A grandmother who was diagnosed with a brain tumour first noticed something wrong when she started to become forgetful in 2019.
However, a scan at Gloucestershire Royal Hospital revealed she actually had a fist-sized meningioma – the most common type of brain tumour – on her brain.
“The tumour was an uninvited guest – it arrived completely out of the blue,” she said.
Jan, from Stroud in Gloucestershire, underwent surgery to remove most of the tumour three months later.
She is now monitored annually and awaiting the results from her latest scan.
She said :“I am extremely grateful for what the surgeons did for me.
“Without their skill and the hospital staff I wouldn’t be here.”
While waiting for surgery, Jan wrote a book for her then 11-month-old grandson Finn, fearful that he would grow up without her life lessons.
She later illustrated the book, which she titled Finn’s Wonderful World.
“While I was waiting for my operation, it dawned on me that if I had a limited recovery, I may not be able to draw and paint again,” Jan said.
“This was upsetting to acknowledge as both things are a huge part of who I am.
“One night I couldn’t sleep and took hold of a pen and I wrote the book for Finn.
“I was slow as I wrote each letter and it took me a long time but I never crossed anything out, the story just flowed from my head to paper.
“It was my way of passing a message directly to Finn, encouraging him to explore and appreciate the natural world around him.”
Although the surgery has so far seemed to be successful it did leave her visually impaired.
She said: “I am now on the sight impaired register, due to quadrantanopia, which means I have lost part of my vision in both eyes because of the surgery.
“But I am so lucky to still be able to do such things and I’m happy to be alive.
“I count myself as being very lucky to have come out the other side but I know that everyone’s story is different.
“We need to draw attention to brain tumours and raise money to carry on researching it to eventually find a cure.”
Jan has written four other children’s books and is campaigning alongside the Brain Tumour Research charity to increase government funding for research.
The charity funds research at centres across the UK and is calling for £35m to be spent every year on research.

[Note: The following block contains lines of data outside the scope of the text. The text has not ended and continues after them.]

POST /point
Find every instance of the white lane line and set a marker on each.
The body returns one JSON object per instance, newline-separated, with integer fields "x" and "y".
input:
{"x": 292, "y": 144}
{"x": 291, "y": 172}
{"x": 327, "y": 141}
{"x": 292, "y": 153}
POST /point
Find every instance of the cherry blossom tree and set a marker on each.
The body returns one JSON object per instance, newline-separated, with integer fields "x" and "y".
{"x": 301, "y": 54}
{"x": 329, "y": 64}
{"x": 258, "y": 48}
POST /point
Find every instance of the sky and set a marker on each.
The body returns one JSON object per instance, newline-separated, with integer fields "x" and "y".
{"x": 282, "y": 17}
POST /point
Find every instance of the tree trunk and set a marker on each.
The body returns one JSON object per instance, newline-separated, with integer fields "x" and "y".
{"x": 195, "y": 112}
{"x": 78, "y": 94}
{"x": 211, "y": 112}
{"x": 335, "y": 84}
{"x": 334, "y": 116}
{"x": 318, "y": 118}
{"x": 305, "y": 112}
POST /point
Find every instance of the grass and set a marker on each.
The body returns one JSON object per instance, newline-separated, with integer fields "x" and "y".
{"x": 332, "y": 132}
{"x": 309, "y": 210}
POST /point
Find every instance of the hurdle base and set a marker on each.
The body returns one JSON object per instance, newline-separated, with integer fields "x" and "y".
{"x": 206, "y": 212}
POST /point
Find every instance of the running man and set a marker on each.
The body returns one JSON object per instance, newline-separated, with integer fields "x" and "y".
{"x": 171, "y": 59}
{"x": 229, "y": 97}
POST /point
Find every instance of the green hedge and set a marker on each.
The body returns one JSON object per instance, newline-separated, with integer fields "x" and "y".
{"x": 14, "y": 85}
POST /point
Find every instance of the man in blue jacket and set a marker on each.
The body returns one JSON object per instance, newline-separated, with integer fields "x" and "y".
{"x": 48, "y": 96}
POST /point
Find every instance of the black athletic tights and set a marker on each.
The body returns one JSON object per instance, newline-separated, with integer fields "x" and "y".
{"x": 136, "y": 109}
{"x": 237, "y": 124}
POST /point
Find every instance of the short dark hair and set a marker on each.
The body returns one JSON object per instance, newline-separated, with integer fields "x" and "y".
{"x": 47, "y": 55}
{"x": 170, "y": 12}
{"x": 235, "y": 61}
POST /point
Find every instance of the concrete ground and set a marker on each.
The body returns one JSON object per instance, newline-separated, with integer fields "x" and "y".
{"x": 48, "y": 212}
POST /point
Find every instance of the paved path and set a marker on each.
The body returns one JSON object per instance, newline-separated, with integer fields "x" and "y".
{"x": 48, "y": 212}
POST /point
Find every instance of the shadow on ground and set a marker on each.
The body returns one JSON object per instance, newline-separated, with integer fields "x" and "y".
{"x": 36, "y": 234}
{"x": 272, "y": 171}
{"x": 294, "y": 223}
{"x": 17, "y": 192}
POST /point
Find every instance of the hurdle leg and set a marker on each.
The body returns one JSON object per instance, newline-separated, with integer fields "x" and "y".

According to the NHS, common symptoms of a brain tumour include:
- Seizures (fits)
- Persistently feeling sick (nausea), being sick (vomiting) and drowsiness
- Mental or behavioural changes, such as memory problems or changes in personality
- Progressive weakness or paralysis on one side of the body
- Vision or speech problems.
If you think you could have a brain tumour you should speak to your GP.